In order to test the robustness of our estimated coefficients concerning high house prices and the change in house prices we have also estimated the spatial Durbin model using different spatial weight matrices. The results are presented in Table 6. As observed, the difference in estimated parameters is very small, that is our results are robust when it comes to choice of spatial weight matrix. For example, the coefficient concerning the variable high house prices ranges from 0.0817 to 0.1268 and the coefficient concerning change in house price ranges from 0.1465 to 0.2015. Most of the estimates are of the same magnitude. The exception is the spatial weight matrix based on inverse distance with a cut-offs of 200 kilometers.


Table 6: Spatial Durbin Model with different spatial weight matrices
Spatial weight Change in High house Log-likeli-
matrix house price price hood
Nearest neighbor 2 0.1556 0.0990 386.497
Nearest neighbor 10 0.1560 0.0817 399.016
Inverse distance 50 0.1465 0.0923 398.463
Inverse distance 200 0.2015 0.1268 390.913
Continuity 0.1456 0.0839 405.449

6 Conclusion and discussion

A number of interesting issues are highlighted in Section 5. For instance, most entrepreneurship theorists would agree that at the margin, there are nascent or potential entrepreneurs who lack access to finance. There also exist entrepreneurs at the margin who would remain self-employed longer if they had access to finance. However, assuming that people who suddenly receive money would generally use some or all of this money to start businesses would be an oversimplified view of the world. If potential entrepreneurs do not perceive an opportunity, or if they do not possess the unique capabilities necessary for exploiting a perceived opportunity, giving them money in itself is not enough (cf. Shane 2000).

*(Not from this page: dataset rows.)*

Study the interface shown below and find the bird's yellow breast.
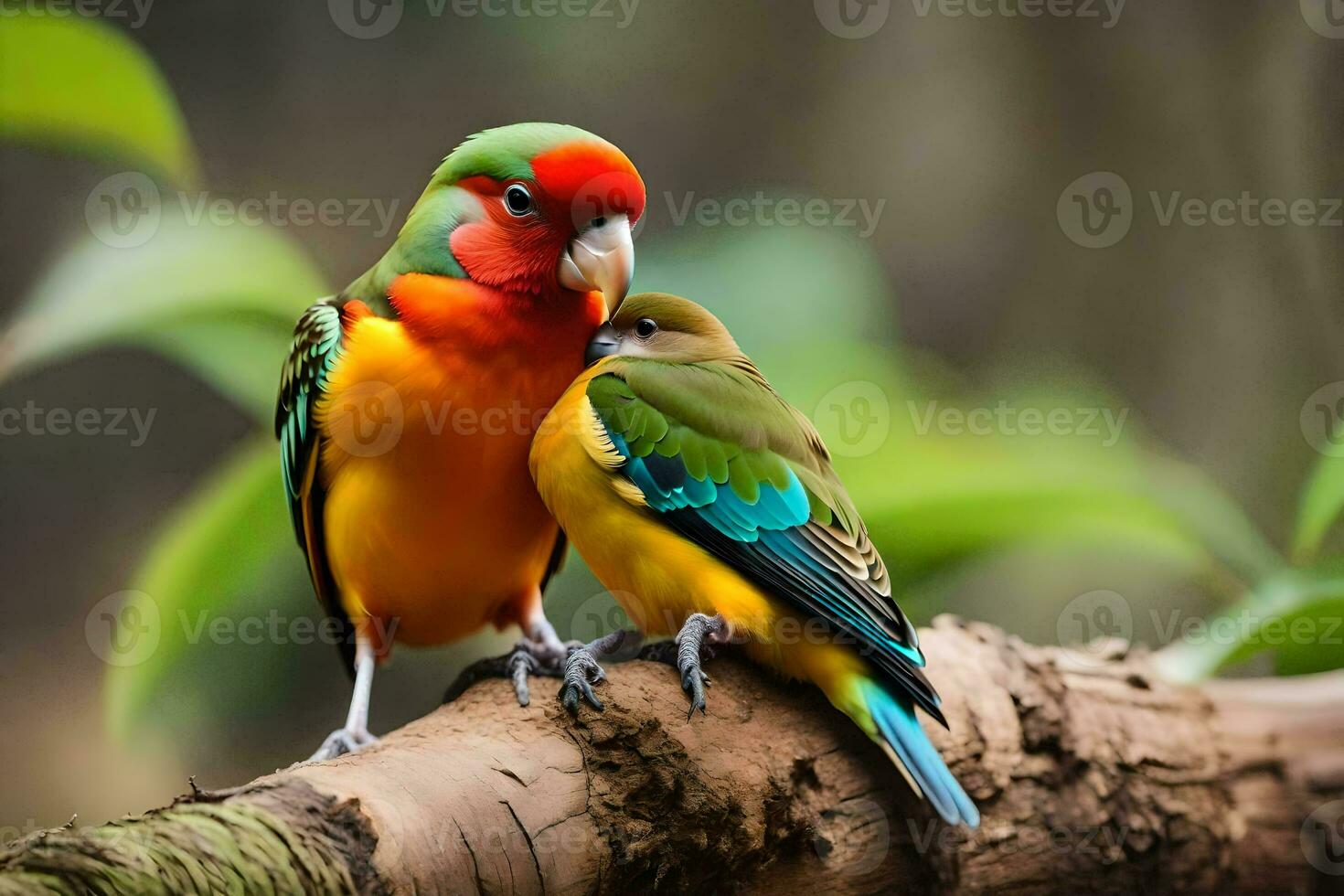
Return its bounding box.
[325,315,581,644]
[531,364,786,641]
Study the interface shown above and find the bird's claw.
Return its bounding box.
[560,629,625,713]
[673,613,729,721]
[308,728,378,762]
[504,641,581,707]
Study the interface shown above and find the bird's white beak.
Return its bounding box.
[555,215,635,317]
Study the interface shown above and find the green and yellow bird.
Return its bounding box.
[275,123,645,758]
[531,293,980,827]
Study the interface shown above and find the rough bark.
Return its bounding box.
[0,619,1344,895]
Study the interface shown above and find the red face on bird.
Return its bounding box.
[398,125,645,312]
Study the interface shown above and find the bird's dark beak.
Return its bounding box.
[583,324,621,364]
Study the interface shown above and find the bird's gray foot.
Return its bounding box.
[308,728,378,762]
[560,629,625,712]
[504,634,582,707]
[673,613,729,721]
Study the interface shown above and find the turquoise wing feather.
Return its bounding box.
[587,368,946,724]
[275,297,355,670]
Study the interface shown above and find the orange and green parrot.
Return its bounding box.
[275,123,645,759]
[531,293,980,827]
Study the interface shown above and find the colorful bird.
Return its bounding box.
[275,123,645,759]
[531,293,980,827]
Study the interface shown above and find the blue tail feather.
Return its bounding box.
[864,682,980,827]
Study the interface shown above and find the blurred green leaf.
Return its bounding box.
[103,438,307,736]
[762,343,1281,584]
[1155,558,1344,681]
[0,9,197,186]
[0,214,326,421]
[1293,455,1344,563]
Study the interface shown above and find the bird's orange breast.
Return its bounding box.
[317,276,595,645]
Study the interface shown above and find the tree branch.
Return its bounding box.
[0,618,1344,896]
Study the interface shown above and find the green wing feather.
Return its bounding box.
[587,357,942,720]
[275,297,355,673]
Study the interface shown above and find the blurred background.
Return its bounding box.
[0,0,1344,838]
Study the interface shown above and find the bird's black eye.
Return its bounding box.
[504,184,532,218]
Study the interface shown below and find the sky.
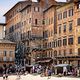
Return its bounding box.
[0,0,66,23]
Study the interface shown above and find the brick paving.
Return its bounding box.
[0,74,80,80]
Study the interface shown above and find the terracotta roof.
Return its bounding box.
[3,1,27,16]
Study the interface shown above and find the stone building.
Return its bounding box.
[5,0,80,66]
[0,23,6,39]
[20,2,43,64]
[0,39,15,67]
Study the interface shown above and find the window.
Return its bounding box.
[58,40,62,47]
[69,9,73,17]
[53,40,57,48]
[3,51,7,56]
[59,25,61,34]
[78,48,80,55]
[78,37,80,44]
[69,49,72,54]
[34,7,39,12]
[77,18,80,25]
[63,50,66,56]
[35,19,38,25]
[63,39,67,46]
[63,24,66,32]
[68,37,73,45]
[77,2,80,9]
[59,50,61,55]
[69,22,72,32]
[63,11,67,18]
[9,51,13,56]
[58,13,62,20]
[54,50,57,57]
[43,31,48,38]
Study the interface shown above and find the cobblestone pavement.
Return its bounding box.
[0,74,80,80]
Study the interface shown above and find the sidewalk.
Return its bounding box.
[0,74,80,80]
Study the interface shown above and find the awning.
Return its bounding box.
[54,64,70,67]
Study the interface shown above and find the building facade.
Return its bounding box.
[5,0,80,66]
[0,23,6,39]
[21,2,43,64]
[0,39,15,68]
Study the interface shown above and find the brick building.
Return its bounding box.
[5,0,80,66]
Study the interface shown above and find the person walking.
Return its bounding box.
[5,73,8,80]
[3,74,5,80]
[48,68,52,79]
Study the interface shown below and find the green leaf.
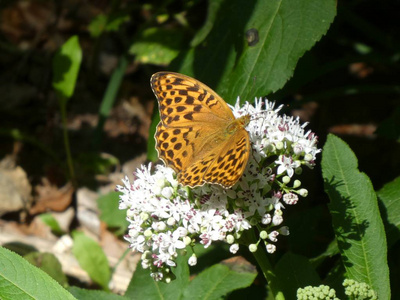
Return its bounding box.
[173,0,336,104]
[183,264,257,299]
[53,35,82,99]
[68,287,129,300]
[377,177,400,247]
[24,252,68,287]
[190,0,224,47]
[274,252,321,299]
[125,253,190,300]
[72,231,111,290]
[321,135,390,299]
[39,213,64,235]
[0,247,75,300]
[129,28,183,66]
[97,192,128,235]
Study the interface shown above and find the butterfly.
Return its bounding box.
[150,72,250,188]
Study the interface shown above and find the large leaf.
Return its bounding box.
[125,251,189,300]
[72,231,111,290]
[321,135,390,299]
[0,247,75,300]
[174,0,336,103]
[68,287,129,300]
[97,192,129,235]
[24,252,68,287]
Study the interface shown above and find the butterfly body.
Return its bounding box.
[150,72,250,187]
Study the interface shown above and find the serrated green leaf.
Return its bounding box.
[125,254,190,300]
[183,258,257,300]
[377,177,400,247]
[97,192,128,235]
[190,0,224,47]
[172,0,336,104]
[129,28,183,66]
[24,252,68,287]
[39,213,64,235]
[321,135,390,299]
[376,106,400,142]
[53,35,82,100]
[274,252,321,299]
[68,287,129,300]
[0,247,75,300]
[72,231,111,290]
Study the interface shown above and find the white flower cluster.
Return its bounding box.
[117,99,320,282]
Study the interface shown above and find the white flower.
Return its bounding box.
[283,193,299,205]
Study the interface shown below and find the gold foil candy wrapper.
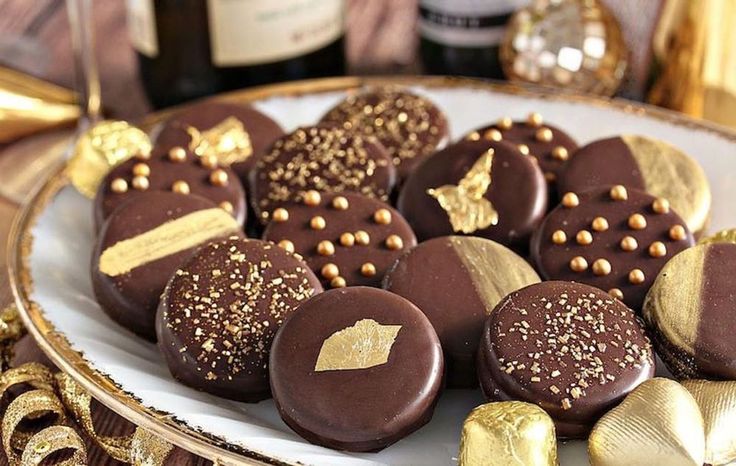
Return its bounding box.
[500,0,628,95]
[66,120,151,199]
[458,401,558,466]
[588,378,705,466]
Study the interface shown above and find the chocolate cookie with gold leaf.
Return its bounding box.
[320,88,449,179]
[263,191,417,288]
[156,238,322,402]
[478,281,654,438]
[531,185,694,311]
[269,286,443,451]
[644,243,736,380]
[397,140,547,249]
[94,146,247,228]
[91,191,242,340]
[558,135,711,236]
[249,126,396,223]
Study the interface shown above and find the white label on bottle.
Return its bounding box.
[419,0,529,47]
[207,0,344,66]
[125,0,158,58]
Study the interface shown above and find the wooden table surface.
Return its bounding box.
[0,0,416,466]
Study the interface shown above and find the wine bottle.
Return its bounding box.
[127,0,345,108]
[419,0,529,79]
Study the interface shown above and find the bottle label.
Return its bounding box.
[419,0,530,47]
[207,0,344,66]
[125,0,158,58]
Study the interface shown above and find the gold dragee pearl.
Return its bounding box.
[629,269,645,285]
[592,259,611,276]
[110,178,128,194]
[309,215,327,230]
[169,147,187,162]
[629,214,647,230]
[272,207,289,223]
[609,184,629,201]
[360,262,376,277]
[620,236,639,252]
[131,176,150,191]
[649,241,667,257]
[562,193,580,209]
[570,256,588,272]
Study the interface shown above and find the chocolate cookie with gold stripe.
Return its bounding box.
[383,236,539,388]
[531,185,694,311]
[558,135,711,236]
[91,191,242,340]
[644,243,736,380]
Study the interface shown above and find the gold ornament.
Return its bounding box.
[500,0,628,95]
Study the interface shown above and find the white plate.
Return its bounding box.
[9,78,736,466]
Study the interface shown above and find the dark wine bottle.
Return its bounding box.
[127,0,345,108]
[419,0,529,79]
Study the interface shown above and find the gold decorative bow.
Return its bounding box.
[427,149,498,233]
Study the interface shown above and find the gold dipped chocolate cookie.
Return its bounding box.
[558,135,711,236]
[643,243,736,380]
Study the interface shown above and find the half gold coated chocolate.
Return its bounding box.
[682,380,736,466]
[458,401,558,466]
[66,120,151,199]
[588,378,705,466]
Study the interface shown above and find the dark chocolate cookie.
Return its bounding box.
[320,88,449,179]
[384,236,539,388]
[478,281,654,438]
[92,191,240,340]
[250,126,396,223]
[531,185,694,311]
[156,238,322,402]
[398,140,547,249]
[263,191,417,288]
[270,286,443,451]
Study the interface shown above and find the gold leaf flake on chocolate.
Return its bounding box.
[314,319,401,372]
[427,149,498,233]
[99,207,240,277]
[187,116,253,166]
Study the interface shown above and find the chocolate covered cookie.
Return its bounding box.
[478,281,654,438]
[156,238,322,402]
[250,126,396,223]
[384,236,539,388]
[320,88,449,179]
[263,191,417,288]
[466,113,578,189]
[644,243,736,380]
[558,135,711,236]
[270,286,443,451]
[94,146,246,228]
[398,140,547,249]
[531,185,694,311]
[91,191,241,340]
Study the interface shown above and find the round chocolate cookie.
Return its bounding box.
[263,191,417,288]
[384,236,539,388]
[531,185,694,311]
[466,113,578,189]
[156,101,284,182]
[398,140,547,248]
[92,191,242,340]
[478,281,654,438]
[320,88,449,179]
[250,126,396,223]
[558,135,711,236]
[94,146,247,228]
[269,286,443,451]
[156,238,322,402]
[644,243,736,380]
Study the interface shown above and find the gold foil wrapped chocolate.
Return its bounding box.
[500,0,628,95]
[458,401,558,466]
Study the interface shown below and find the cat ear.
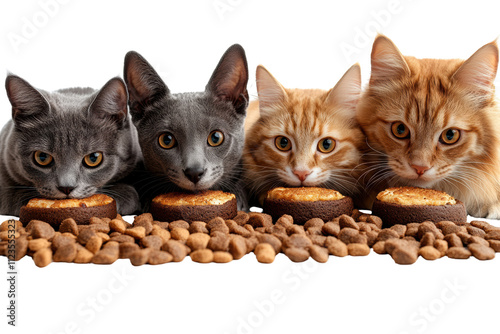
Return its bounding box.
[325,64,361,117]
[370,35,411,85]
[256,65,288,113]
[5,74,50,125]
[205,44,248,114]
[123,51,170,119]
[452,42,498,100]
[89,78,128,124]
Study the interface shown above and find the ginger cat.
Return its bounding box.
[243,64,365,205]
[357,36,500,218]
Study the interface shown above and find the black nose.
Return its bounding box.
[184,167,205,183]
[57,187,75,195]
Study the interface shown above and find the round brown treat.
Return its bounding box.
[19,194,116,226]
[149,190,238,223]
[264,187,354,225]
[372,187,467,227]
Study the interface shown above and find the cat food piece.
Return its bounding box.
[372,187,467,227]
[118,242,140,259]
[309,245,329,263]
[214,251,233,263]
[148,249,173,265]
[347,243,370,256]
[19,194,116,226]
[186,233,210,251]
[253,243,276,263]
[446,247,471,259]
[33,248,52,268]
[418,246,441,261]
[189,248,214,263]
[467,244,495,260]
[285,247,309,262]
[264,187,354,225]
[150,190,238,222]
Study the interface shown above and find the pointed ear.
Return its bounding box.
[123,51,170,119]
[5,74,50,125]
[370,35,411,85]
[256,65,288,114]
[89,78,128,125]
[325,64,361,117]
[452,42,498,101]
[205,44,248,114]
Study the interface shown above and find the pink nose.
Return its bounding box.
[411,165,431,176]
[293,170,311,182]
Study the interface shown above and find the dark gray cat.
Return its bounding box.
[0,75,140,216]
[124,44,248,209]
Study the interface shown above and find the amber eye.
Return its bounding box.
[34,151,54,167]
[207,130,224,146]
[274,136,292,151]
[391,122,410,139]
[318,137,336,153]
[83,152,102,168]
[158,132,177,149]
[439,128,460,145]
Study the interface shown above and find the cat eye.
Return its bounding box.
[83,152,102,168]
[33,151,54,167]
[158,132,177,149]
[318,137,336,153]
[207,130,224,147]
[274,136,292,151]
[391,122,410,139]
[439,128,460,145]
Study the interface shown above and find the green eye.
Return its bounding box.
[83,152,103,168]
[318,137,336,153]
[33,151,54,167]
[274,136,292,151]
[208,130,224,147]
[391,122,410,139]
[158,132,177,149]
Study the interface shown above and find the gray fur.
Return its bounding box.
[0,75,140,216]
[124,45,248,209]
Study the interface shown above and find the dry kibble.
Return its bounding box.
[59,218,78,235]
[229,235,247,260]
[254,243,276,263]
[125,225,146,239]
[186,232,210,251]
[28,239,52,252]
[467,244,495,260]
[189,248,214,263]
[347,243,370,256]
[285,247,309,262]
[309,245,329,263]
[33,248,52,268]
[109,219,127,233]
[148,249,173,265]
[418,246,441,261]
[141,235,163,250]
[189,221,208,234]
[446,247,471,259]
[214,251,233,263]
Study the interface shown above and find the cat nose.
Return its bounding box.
[57,187,75,195]
[293,170,311,182]
[184,167,206,183]
[411,165,431,176]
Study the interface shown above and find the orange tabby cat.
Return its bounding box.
[243,64,365,204]
[357,36,500,218]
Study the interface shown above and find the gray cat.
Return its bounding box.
[0,75,140,216]
[124,44,248,209]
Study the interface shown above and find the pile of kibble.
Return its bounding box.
[0,210,500,267]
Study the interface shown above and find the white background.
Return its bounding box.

In the present study, we have provided evidence that higher house prices – at an aggregate level – lead to an increase in business starts. A major contribution of our analysis lies in our modeling approach. We control for both endogeneity and spatial dependence of the entire population of Swedish municipalities. First, by separating observations in time, where the observation of house prices is in period n and the observation of entrepreneurship is in period n+1, we control for endogeneity and posit a causal relationship where higher house prices lead to an increase in entrepreneurial activity. Second, by employing a spatial Durbin model, we control for spatial dependence. We contribute to current theory by providing evidence in support of studies where house prices impact entrepreneurship. For policymakers, these results underline the paramount importance of the public sector’s capacity for urban planning and the need for efficient processes in the institutional framework regulating the housing sector.

In the future, we intend to conduct a more specific analysis of how increases in house prices affect start-up frequencies in different sectors and regions. Today, the most common type of start-up in Sweden is a service firm with other firms as customers, but we expect to see regional differences in terms of the types of firms that are started.

One potential limitation of our paper is that it is based on an analysis of a single national case, in our case Sweden. Sweden has a bank-oriented economy (along with other countries such as Japan and Germany), whereas the United States and the United Kingdom are examples of market-oriented economies (cf. Mayer 1988). It is difficult to ascertain to what extent and in what way this orientation affects individual transactions and relations, and while there surely exist different traditions in different countries in terms of entrepreneurial activity, one could also make the opposite argument that some aspects of economic activity are increasingly global in nature and not very different between industrialized nations today. However, the difference in orientation has historically pervaded all economic activity. Therefore, future research in this field should endeavor to compare results between bank- and market-oriented economies.

References

   Abor J, Biekpe N (2009) How do we explain the capital structure of smes in sub-Saharan Africa?: Evidence from Ghana. Journal of Economic Studies 36: 83–97. CrossRef.

   Acs ZJ, Audretsch DB, Feldman MP (1994) R&D spillovers and recipient firm size. Review of Economics and Statistics 76: 336–340

   Adelino M, Schoar A, Severino F (2015) House prices, collateral, and self-employment. Journal of Financial Economics 117: 288–306. CrossRef.

   Agostini L, Caviggioli F, Filippini R, Nosella A (2015) Does patenting influence SME sales performance? A quantity and quality analysis of patents in Northern Italy. European Journal of Innovation Management 18: 238–257. CrossRef.

   Alon I, Rottig D (2013) Entrepreneurship in emerging markets: New insights and directions for future research. Thunderbird International Business Review 55: 487–492. CrossRef.

   Andersson M, Klepper S (2013) Characteristics and performance of new firms and spinoffs in sweden. Industrial and Corporate Change 22: 245–280. CrossRef.

   Andersson R, Mandell S, Wilhelmsson M (2014) Så skapas attraktiva städer. Reforminstitutet, isbn 978-91-980600-8-9

   Anselin L (1988) Spatial Econometrics: Methods and Models. Kluwer, Dordrecht. CrossRef.

   Anselin L (2005) Exploring spatial data with geoDaTM: A Workbook. Center for spatially integrated social science. revised version, march 6, 2005

   Anselin L, Bera A, Florax R, Yoon MJ (1996) Simple diagnostic tests for spatial dependence. Regional Science and Urban Economics 26: 77–104. CrossRef.

   Arena for Growth (2015) The new geography of sweden. Arena for growth, Stockholm

   Armington C, Acs ZJ (2002) The determinants of regional variation in new firm formation. Regional Studies 36: 33–45. CrossRef.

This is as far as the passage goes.